Alain Oulevey (AO): À côté de l’acquisition de prestations, il existe deux autres procédures pour l’obtention de solutions: le concours de projets selon SIA 142 et les mandats d’étude parallèles selon SIA 143. Ces derniers s’appliquent lorsque le commanditaire recherche la meilleure réponse à un besoin. Concours et mandats d’étude jouissent d’une longue tradition et livrent de bons résultats. Le maître de l’ouvrage doit toutefois opter pour la procédure la plus appropriée à chaque cas. C’est pourquoi, outre les procédures de recherche de solutions, il était nécessaire de proposer aussi un règlement pour l’attribution équitable de prestations.

Ron Edelaar (RE): Exactement. Les trois formes de procédures ne doivent pas se concurrencer. La version finale du règlement présente un résumé des points qui différencient les SIA 142, 143 et 144. Les commanditaires disposent ainsi d’une base pour déterminer le mode de passation adapté à leur projet.

Les maîtres d’ouvrage publics sont tenus de retenir l’offre la plus avantageuse. Qu’est-ce que cela signifie ?

AO: Depuis janvier 2021, la loi fédérale révisée sur les marchés publics (LMP) est en vigueur. Elle confère un ancrage légal à un changement de paradigme dans l’attribution de mandats: c’est l’offre la plus avantageuse qui remporte désormais l’adjudication et non plus, comme jusque-là, la plus économique. Le maître de l’ouvrage est donc tenu de pondérer davantage les éléments qualitatifs d’une proposition. Avec la révision du SIA 144, nous offrons au commanditaire un outil pour mettre cette obligation en pratique. C’est une chance pour nous autres prestataires, qui visons à offrir un travail de qualité.

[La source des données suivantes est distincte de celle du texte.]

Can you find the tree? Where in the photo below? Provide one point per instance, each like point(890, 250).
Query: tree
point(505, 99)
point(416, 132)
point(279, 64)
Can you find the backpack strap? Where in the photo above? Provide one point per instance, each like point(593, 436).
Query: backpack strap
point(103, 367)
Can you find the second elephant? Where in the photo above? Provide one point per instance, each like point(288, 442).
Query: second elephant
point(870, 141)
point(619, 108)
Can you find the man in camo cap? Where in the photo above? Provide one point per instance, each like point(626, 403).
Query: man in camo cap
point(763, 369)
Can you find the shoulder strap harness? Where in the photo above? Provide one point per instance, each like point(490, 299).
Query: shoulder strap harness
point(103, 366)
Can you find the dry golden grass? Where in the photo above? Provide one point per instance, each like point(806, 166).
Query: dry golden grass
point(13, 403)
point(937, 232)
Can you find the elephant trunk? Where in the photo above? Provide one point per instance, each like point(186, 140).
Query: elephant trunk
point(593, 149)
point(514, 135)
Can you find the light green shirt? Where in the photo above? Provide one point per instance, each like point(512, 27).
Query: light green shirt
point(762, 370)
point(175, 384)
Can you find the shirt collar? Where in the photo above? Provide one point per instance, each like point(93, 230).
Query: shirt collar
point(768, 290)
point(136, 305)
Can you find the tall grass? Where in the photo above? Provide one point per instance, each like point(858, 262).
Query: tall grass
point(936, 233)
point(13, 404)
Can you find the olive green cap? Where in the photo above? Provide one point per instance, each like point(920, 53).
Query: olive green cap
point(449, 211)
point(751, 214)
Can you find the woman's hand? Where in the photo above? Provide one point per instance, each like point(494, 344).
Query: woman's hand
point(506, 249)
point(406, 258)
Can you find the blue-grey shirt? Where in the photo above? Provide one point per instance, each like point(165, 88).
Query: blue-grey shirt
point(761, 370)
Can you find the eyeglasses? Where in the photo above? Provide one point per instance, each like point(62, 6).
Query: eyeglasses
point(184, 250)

DM: Sur mandat du Conseil fédéral, la Conférence de coordination des services de la construction et des immeubles des maîtres d’ouvrage publics (KBOB) a édité des recommandations pour le choix de mandataires, mais la révision du SIA 144 fait un pas de plus et sa formulation est plus claire. La SIA a des attentes univoques concernant le déroulement de telles procédures.

Le règlement SIA 144 fait un pas de plus – qu’est-ce à dire ?

RE: Nous entretenons des échanges réguliers avec la KBOB, car l’harmonisation des réglementations est une condition pour une large adoption de celles-ci. La commission a veillé à apporter au SIA 144 des compléments concrets allant dans le sens des concepteur·rices. Par exemple, la méthode des deux enveloppes, qui garantit que le prix ne fausse pas l’évaluation qualitative lors du choix de l’équipe de mandataires. L’offre qualitative et sa correspondante chiffrée sont remises sous deux plis séparés et la première est d’abord jugée indépendamment du prix. Ce n’est qu’ensuite que le prix offert dans la seconde enveloppe est intégré à l’évaluation. La pondération accordée à celui-ci dans l’évaluation globale doit en principe osciller entre 20 et 25%, afin que la qualité prime. Le jugement qualitatif confère donc un rôle crucial au collège d’évaluation, pour la composition duquel le SIA 144 inclut une recommandation précise.

DM: Le règlement requiert aussi une «compréhension de la tâche» pour garantir la qualité d’une offre. Cela peut par exemple impliquer un échantillon de travail, qui permet au collège d’évaluation de juger la performance intellectuelle des soumissionnaires.

Il a été mentionné que le règlement relaie les intérêts des auteurs de projets. Quelle est sa plus-value pour les architectes ?

RE: Pour nous, il y a tout d’abord un avantage à ce que les différents modes de choix de prestataires existants puissent être formalisés et évalués à l’aune d’un même règlement dans tout le pays. Le marché peut désormais se référer à cet étalon. Le mélange de procédures visant des solutions ou des prestations conduit à des résultats incertains. C’est pourquoi le règlement SIA 144 opère une claire démarcation sur ce point.

Et pour les ingénieur·es ?

DM: Les spécialistes de l’ingénierie sont confrontés à des tâches exigeantes dans les procédures axées sur le choix de mandataires. Ils sont à la base de la plupart des mandats et souvent aux prises avec la sous-enchère. Le règlement révisé leur offre une chance d’être jugés sur leurs prestations intellectuelles.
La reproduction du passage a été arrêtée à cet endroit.